Pursuing the tradition of excellence, know-how and innovation that has led barrel production since 1875, meeting the expectations of an ever more demanding wine & spirits sector, Tonnellerie Baron crosses a new threshold by testing and guaranteeing, from January 2021, 100% of its production is free of detectable HA (Haloanisoles) and HP (Halophenols) at the completion of the production process in our workshop – that is, molecules responsible for organoleptic deterioration in wine. An initiative that goes hand in hand with an awareness-raising mission
for all professionals in the sector.
Founded in 1875 near Saintes (Charente-Maritime) by Henri Baron, Tonnellerie Baron has been perpetuating for a century and a half the historic craft of coopering. Taken over in 1996 by the fifth generation, Xavier Baron and Nicolas Tombu, then joined by Lionel Kreff in 2001 and Sebastian Lane in 2009, this independent family business has built its longevity and reputation on a tradition of excellence, elegance, precision and innovation. A philosophy that is more relevant than ever, at a time when the wines & spirits sector is proving ever more demanding in terms of reliability, traceability and the quality of the barrels it will use for its vinification and aging.
THE FIGHT AGAINST “CORK TAINT”
The latest innovation from Tonnellerie Baron comes as a response to an often-neglected issue which can nevertheless pose a serious threat to the final product and to the trust between producers and consumers; the presence of Haloanisole molecules (TeCA, TCA, PCA, TBA), but also their precursors HaloPhenols (TeCP, TCP, PCP, TBP) in barrels. These particular molecules are responsible for the much maligned «cork taint» which compromises the integrity of a wine. Most often attributed to a contaminated cork itself, the molecules can also be transported in cellar environments or manufacturing workshops, by water and cleaning products, and also directly by the source wood used in barrel making.

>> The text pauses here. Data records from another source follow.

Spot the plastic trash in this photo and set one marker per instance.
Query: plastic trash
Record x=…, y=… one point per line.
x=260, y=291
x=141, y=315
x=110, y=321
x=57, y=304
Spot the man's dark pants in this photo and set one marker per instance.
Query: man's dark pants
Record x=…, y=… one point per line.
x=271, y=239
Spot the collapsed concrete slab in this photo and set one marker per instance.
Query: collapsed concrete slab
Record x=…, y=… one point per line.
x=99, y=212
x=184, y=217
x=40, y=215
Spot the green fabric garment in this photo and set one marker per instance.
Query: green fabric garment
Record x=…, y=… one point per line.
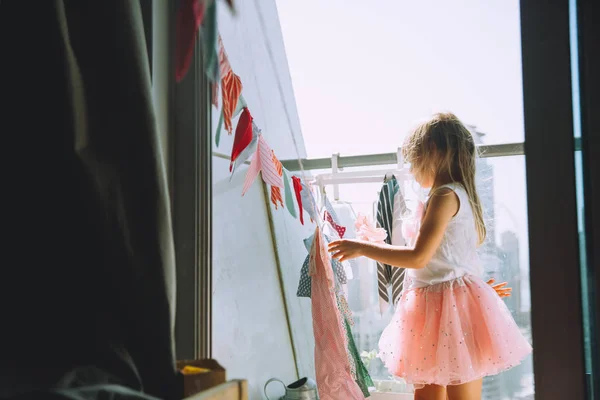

In fact, it has been shown that TCA and TeCA, the main molecules responsible for “cork taint”, can be found naturally in the form of “spots” a few millimeters in diameter in oak trees. Thus, a micro-trace of TCA on a single stave can contaminate an entire barrel of wine. In the world of great wines, it is a risk that no producer can afford.
A DRASTIC PREVENTION AND ANALYSIS PROCEDURE
To meet the expectations of its customers and provide them with flawless barrels, Tonnellerie Baron has implemented a drastic prevention protocol. Starting in 2005, we began by regularly testing the entire environment of our workshop, vehicles, and the containers transporting our barrels. Then, since 2014, by TCA testing barrels for a handful of customers.
The following year, Tonnellerie Baron began to experiment with another technique, in cooperation with the LEC laboratory based in Cognac; after pressure checking the barrel, sensors were placed inside the barrel. In just two minutes, all the moist air remaining in the barrel was passed over sensors that have the ability to trap HA -HP molecules.
Within 24 hours, the laboratory analysis is returned indicating whether the barrel is healthy or contaminated. In the event of contamination, the barrel is discarded.
Fully operational since 2016, the process has been gradually extended to our entire production (around 15.000 barrels per year for 1.800 customers). From January 1, 2021, Tonnellerie Baron becomes the first cooperage to guarantee that 100% of the barrels are free of any detectable TCA and TCP at the completion of the production process – a service which is now systematically provided free of charge to all our customers.
By implementing and extending this process to our entire barrel production, Tonnellerie Baron guarantees to its customers maximum security in their process; knowing that it provides them with an excellent product, a top-of-the-range, «zero-defect» barrel to accompany and enhance the aging of their great wines. Finally, this measure actively serves to raise awareness within
the entire sector on the need to deploy, throughout the production chain, absolute requirements on quality which prevent organoleptic defaults in the final product.